Franklin Richard Bruns Jr. (1912–1979) of Maryland, United States, was a student of philately and served it in numerous ways, including writing a syndicated stamp collector newspaper column and serving as curator at the Smithsonian Institution.

==Philatelic literature==
From 1932 to 1972 Bruns wrote a stamp collector column that appeared in thirty newspapers. And, from 1942 to 1948, he was editor of the Collectors Club Philatelist for the Collectors Club of New York.

==Philatelic activity==
Bruns remained very active his entire life in advancing philately. At the American Philatelic Congress he was a founder and served in various positions, including president and editor. At the Society of Philatelic Americans he served as director, board secretary, and vice president. For the United States postal service, Bruns served on the Citizens Advisory Committee and was their director of philately from 1957 to 1962.
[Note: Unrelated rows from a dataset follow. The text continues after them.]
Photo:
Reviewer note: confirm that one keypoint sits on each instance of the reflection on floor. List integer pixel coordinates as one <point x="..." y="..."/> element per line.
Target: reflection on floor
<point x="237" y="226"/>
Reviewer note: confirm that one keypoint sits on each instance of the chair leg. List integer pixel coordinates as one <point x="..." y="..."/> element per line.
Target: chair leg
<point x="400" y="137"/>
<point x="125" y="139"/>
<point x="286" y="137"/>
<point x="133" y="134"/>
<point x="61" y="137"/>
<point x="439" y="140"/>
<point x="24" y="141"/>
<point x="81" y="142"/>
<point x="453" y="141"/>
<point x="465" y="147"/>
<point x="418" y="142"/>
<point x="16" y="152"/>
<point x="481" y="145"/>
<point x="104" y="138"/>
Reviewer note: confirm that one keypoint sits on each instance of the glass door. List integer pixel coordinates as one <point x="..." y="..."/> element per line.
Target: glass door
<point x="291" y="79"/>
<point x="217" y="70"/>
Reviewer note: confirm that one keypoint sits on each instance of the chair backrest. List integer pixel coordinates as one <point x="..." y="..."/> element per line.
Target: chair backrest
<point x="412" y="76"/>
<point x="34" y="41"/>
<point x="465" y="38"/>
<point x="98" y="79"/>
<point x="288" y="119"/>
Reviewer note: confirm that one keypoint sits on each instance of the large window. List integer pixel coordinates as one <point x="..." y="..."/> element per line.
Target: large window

Bruns started his work at the Smithsonian Institution in 1951 by being named Curator of the institution’s philatelic collection. Over the years, he continued his work at the Smithsonian, serving as research associate and supervisor and curator of postal history from 1971 to 1977. At the Cardinal Spellman Philatelic Museum he served as its first curator, serving from 1957 to 1962.

==Honors and awards==
Bruns received the Society of Philatelic American’s Lagerloef Award in 1972. He was named to the Writers Hall of Fame in 1979 and the American Philatelic Society Hall of Fame in 2005.